Elizabeth is 10 months old. She is Matthew's DS - Dear Sister. She understands several words and names like 'cat', 'shake', 'Daddy', 'Mommy', 'Matthew'. She says "uh oh" when she drops something from her food tray, and says "na-na-na" while shaking her head "no" when I say no to something.
She loves to snuggle with her stuffed animals. She lays on them and goes "aaaahh." She can already blow into the the toy trumpet, which Matthew was only able to do when he was well over a year old.
Like Matthew, she's very observant. She has learned to say and wave hi very easily. The learning differences are apparent between the two. She processes her environment and any stimuli faster and reacts faster than Matthew does. It might be a function of how neural circuits in the brain are not as strong in people with Down syndrome, according to scientific findings by the Down Syndrome Research and Treatment Foundation (DSRTF), hence affecting the learning process. But even if Matthew learns slower and differently, the development paths are the same.
She walks with a sturdy push toy. She has taken a couple careful steps forward independently.
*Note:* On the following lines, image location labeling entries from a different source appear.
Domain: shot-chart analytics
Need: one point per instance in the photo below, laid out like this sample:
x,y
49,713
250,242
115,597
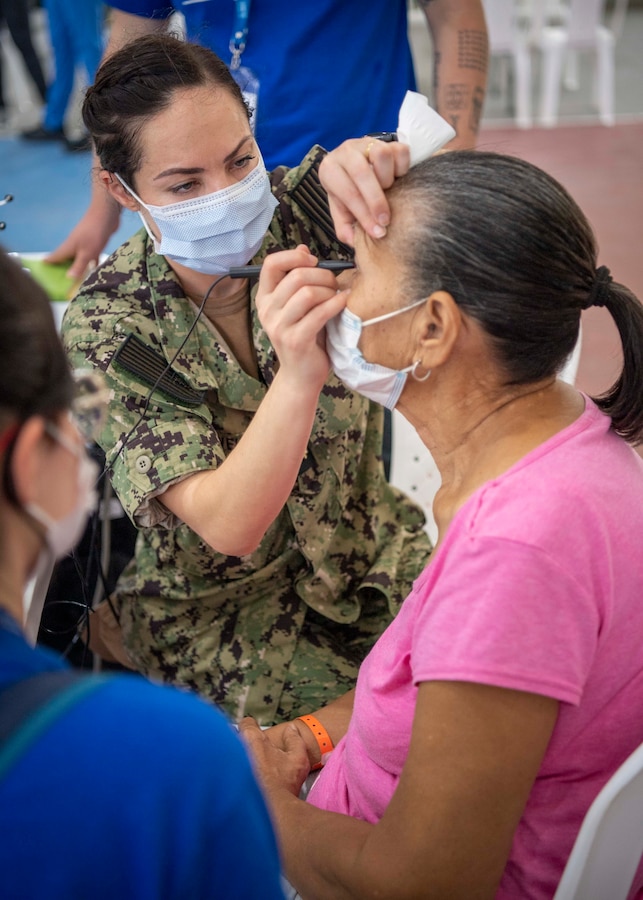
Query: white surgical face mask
x,y
62,535
210,234
376,382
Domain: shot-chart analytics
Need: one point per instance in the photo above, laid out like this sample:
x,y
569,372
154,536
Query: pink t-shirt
x,y
537,586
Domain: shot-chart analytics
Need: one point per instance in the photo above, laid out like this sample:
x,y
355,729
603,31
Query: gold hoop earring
x,y
414,374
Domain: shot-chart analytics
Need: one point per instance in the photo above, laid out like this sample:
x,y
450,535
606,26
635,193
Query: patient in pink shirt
x,y
509,687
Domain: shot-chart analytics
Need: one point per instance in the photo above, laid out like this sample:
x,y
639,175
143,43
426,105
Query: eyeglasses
x,y
89,406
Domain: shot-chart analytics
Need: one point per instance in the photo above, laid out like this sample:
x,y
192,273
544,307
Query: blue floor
x,y
51,189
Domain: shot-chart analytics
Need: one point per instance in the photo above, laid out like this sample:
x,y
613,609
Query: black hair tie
x,y
600,289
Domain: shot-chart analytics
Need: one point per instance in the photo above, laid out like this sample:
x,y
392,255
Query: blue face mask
x,y
211,234
371,380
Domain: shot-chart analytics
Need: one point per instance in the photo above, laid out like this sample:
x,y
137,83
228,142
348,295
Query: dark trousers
x,y
16,14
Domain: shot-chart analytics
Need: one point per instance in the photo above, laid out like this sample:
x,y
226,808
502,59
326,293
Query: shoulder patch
x,y
311,197
138,359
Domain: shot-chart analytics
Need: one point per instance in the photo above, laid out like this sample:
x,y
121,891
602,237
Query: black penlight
x,y
335,265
She is very motivated to be mobile to keep up with her big brother. With her faster-than-we've-been-used-to rate of development, we think that this will help Matthew's development too further down the road, particularly with language and social skills. Having another little kid to imitate and interact with is probably more motivating and fun in many ways than just having us boring, old parents, right?
Monkey see, monkey do. If Matthew is pushing his ride-on toy down the hallway, she wants to push one too. When Matthew plays with blocks, she plays with blocks too. When he pretends to cook, she is right there with him pretending to eat the plastic food. Sometimes Matthew will, without any prompting from me, plunk a box of blocks or a basket of play food between himself and Elizabeth. It's his way of telling her "Let's play!" which Bill and I are very happy about because he is initiating interactive play, not just parallel play.
Sharing is an issue every now and then. Modeling how to share helps Matthew understand what to do. Being 3, he shares toys only when he wants to.
They enjoy wagon rides together. What's not to love about wagon rides? As a friend commented on one of my facebook photos, "Warm sun, cool shades and riding with the top down."
Are we glad that Matthew has a sibling? Absolutely! Do we wish that the birth order was reversed with him as the younger sibling with Down syndrome? Sometimes I do just because I think having an older sibling without Down syndrome would bring a different dynamic to the table. But I like the birth order as it is anyway. It is how it is.
It's wonderful to see that they enjoy each other's company. We hope this bond only gets stronger.